2 min

Microsoft has to convince antitrust regulators that the deal won’t hurt competition.

Microsoft President Brad Smith is travelling to Brussels this week to make a very important pitch to European regulators, according to Reuters. His challenge is to convince the antitrust watchdogs from multiple EU countries that Microsoft’s proposed acquisition of Activision Blizzard will be good for competition.

Microsoft announced in January 2022 that it wants to acquire Activision, the famous creator of the “Call of Duty” game series, for $69 billion. The deal would allow Microsoft to challenge game market leaders such as Tencent and SONY.

Microsoft Gaming Chief Executive Officer Phil Spencer will accompany Smith to Brussels, along with an entourage of 16 other senior execs, according to Reuters. Activision, for its part, will be represented by its CEO Robert Kotick.

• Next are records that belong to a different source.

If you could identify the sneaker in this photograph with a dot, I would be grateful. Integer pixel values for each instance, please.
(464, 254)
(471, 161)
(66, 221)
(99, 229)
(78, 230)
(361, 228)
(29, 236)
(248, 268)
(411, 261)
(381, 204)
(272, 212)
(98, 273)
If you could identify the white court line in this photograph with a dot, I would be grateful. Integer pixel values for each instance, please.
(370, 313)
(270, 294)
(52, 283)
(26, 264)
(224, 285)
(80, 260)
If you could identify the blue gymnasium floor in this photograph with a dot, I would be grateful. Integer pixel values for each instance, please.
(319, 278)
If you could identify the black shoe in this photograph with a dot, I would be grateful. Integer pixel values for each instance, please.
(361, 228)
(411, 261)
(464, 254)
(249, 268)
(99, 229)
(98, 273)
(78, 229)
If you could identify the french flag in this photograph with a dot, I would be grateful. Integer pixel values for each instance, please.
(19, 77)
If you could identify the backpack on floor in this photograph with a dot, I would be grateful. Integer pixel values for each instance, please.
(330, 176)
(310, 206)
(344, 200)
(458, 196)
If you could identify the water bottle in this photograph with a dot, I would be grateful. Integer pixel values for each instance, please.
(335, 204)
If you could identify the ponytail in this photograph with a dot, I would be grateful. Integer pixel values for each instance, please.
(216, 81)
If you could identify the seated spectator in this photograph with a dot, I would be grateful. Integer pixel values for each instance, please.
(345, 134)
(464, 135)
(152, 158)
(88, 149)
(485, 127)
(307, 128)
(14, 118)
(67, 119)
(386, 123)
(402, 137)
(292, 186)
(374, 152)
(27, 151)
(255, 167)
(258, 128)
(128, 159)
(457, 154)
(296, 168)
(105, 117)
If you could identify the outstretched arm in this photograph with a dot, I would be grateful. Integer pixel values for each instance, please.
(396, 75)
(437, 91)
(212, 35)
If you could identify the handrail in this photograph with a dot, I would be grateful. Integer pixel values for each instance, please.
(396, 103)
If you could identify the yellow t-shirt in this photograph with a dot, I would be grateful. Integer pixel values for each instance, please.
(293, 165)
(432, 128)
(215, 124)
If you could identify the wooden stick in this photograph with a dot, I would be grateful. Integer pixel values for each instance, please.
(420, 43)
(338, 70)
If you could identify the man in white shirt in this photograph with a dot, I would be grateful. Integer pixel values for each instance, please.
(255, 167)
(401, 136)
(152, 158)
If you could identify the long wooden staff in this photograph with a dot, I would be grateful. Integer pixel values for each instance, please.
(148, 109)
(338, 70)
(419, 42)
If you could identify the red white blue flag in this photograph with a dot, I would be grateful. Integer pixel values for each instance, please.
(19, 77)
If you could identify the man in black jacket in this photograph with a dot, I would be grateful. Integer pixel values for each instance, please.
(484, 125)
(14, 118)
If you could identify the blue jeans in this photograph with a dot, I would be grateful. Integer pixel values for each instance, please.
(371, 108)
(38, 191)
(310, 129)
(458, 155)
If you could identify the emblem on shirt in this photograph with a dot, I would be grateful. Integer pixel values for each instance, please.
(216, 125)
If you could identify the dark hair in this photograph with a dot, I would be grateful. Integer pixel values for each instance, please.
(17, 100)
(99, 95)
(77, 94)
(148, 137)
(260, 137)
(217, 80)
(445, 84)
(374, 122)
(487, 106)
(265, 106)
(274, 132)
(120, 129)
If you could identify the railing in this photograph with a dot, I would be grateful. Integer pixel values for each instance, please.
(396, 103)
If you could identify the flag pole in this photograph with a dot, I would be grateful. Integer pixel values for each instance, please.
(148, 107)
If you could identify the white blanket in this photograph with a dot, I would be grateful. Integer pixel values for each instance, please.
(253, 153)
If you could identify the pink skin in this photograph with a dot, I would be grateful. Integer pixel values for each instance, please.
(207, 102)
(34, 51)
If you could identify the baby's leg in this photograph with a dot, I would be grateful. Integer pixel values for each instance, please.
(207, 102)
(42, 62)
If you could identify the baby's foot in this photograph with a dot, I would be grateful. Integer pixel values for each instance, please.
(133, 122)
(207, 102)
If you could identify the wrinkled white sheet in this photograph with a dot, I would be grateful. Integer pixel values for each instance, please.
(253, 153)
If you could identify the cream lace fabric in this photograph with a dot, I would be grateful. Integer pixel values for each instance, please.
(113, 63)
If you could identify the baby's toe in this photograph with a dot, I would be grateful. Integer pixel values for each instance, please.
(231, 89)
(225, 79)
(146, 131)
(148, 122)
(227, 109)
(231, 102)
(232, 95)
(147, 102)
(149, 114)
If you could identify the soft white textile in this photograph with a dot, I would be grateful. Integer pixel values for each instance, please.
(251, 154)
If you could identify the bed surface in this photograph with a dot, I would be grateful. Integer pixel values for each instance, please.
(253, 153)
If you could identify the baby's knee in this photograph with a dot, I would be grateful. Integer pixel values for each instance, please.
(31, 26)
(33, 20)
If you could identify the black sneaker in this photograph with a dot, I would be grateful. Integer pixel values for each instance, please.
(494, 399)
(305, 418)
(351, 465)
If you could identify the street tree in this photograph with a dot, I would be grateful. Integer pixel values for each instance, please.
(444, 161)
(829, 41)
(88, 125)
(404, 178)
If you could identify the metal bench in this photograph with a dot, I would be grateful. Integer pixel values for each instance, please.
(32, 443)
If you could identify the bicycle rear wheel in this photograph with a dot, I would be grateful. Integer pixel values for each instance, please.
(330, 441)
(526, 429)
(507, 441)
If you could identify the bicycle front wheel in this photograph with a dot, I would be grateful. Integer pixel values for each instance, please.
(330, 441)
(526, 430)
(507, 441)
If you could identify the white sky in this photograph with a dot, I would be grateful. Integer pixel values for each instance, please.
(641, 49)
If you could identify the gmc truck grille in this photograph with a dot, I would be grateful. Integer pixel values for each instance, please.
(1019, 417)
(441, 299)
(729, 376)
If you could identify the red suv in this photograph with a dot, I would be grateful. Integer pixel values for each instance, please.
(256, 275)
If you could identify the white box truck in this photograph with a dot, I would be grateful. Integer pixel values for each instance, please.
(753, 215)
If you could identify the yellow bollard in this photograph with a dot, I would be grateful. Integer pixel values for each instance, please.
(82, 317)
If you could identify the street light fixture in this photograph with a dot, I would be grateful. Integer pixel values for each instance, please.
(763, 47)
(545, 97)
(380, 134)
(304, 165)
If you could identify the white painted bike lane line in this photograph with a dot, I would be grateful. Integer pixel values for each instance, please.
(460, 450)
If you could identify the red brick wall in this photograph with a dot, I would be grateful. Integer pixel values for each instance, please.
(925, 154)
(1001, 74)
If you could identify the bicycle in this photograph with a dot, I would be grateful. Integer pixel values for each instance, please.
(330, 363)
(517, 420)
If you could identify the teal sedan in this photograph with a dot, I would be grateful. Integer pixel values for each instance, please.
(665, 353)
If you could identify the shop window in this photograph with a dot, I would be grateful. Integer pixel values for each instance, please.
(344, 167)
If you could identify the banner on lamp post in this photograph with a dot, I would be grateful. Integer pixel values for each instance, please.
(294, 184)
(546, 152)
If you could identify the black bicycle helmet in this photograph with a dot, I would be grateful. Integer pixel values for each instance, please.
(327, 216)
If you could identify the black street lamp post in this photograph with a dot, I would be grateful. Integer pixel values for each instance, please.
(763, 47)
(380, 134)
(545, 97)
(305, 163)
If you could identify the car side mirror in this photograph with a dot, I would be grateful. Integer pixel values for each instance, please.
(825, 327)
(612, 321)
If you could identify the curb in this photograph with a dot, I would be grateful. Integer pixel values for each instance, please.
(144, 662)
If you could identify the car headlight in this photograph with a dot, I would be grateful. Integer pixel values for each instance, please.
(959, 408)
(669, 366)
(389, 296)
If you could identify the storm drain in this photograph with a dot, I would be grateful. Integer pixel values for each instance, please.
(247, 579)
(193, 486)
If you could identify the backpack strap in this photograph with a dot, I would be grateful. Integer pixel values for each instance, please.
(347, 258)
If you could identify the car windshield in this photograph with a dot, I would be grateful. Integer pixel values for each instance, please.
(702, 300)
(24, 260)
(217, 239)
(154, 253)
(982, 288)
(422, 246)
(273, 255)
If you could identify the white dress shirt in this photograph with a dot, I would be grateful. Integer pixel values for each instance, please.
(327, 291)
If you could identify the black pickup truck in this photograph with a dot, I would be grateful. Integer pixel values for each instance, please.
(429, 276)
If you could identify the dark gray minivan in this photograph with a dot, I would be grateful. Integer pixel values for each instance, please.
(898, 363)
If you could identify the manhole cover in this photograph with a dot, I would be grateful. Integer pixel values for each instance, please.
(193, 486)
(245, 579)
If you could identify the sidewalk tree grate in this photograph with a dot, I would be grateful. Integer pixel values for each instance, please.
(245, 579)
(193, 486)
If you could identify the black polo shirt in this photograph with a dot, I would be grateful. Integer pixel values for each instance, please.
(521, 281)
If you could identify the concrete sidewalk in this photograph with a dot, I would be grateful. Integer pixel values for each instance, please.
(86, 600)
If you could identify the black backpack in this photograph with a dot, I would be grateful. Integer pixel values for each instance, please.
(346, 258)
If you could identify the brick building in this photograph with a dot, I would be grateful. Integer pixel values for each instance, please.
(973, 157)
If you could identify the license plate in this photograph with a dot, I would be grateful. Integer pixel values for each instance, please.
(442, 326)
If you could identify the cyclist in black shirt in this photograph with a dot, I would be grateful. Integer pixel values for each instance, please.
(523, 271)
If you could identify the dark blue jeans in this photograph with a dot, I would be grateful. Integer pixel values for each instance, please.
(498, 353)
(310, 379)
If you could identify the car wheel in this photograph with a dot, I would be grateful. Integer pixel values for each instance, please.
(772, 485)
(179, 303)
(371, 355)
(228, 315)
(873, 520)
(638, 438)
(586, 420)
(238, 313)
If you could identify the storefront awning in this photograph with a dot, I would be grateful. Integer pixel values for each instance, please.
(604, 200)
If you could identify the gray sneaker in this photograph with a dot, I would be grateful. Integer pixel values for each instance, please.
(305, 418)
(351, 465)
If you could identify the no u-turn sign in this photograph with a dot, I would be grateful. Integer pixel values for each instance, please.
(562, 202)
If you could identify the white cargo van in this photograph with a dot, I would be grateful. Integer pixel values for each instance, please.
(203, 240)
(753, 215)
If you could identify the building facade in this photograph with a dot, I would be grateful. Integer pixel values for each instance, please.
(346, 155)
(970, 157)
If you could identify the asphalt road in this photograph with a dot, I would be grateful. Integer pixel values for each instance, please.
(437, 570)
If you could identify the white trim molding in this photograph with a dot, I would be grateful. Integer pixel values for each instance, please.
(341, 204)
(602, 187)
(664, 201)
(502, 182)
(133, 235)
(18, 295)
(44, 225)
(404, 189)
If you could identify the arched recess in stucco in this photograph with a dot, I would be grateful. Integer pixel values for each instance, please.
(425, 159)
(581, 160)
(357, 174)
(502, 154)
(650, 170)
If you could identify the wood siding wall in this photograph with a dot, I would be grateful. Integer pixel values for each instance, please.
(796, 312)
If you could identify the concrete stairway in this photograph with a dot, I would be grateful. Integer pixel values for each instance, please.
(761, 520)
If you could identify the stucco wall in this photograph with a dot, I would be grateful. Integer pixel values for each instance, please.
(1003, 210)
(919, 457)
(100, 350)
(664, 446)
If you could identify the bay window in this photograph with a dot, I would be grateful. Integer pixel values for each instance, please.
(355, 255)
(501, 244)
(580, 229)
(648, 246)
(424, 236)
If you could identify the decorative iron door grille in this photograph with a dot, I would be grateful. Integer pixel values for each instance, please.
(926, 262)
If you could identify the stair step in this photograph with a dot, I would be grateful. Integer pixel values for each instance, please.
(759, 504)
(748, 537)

The purpose of the hearing is to allow Xbox maker Microsoft to “gauge the mood among senior EU and national competition officials and Commission lawyers”. This will help Microsoft prepare the requisite remedies it will implement to address antitrust concerns within the bloc.

A broad spectrum of stakeholders

The hearing will include representatives of Sony, who opposes the deal, as well as Google and Nvidia. Video game distributor Valve and video game publisher Electronic Arts will also attend. One Microsoft ally in attendance will be The European Games Developer Federation (EGDF), which has come out publicly in favor of the deal, saying that it will allow Microsoft to compete with Apple.

The European Commission, however, is on the other side of the issue, and has made it known that it objects to the acquisition of Activision Blizzard by Microsoft. Market regulation and antitrust authorities from Germany, Belgium, the Czech Republic, Finland, France, Italy, Portugal, Spain and Sweden will also be taking part in the event.

Microsoft’s purchase of Activision is not just facing problems in the EU, however. The Federal Trade Commission (FTC) in the US and the Competition and Markets Authority in the UK have also raised objections to the deal.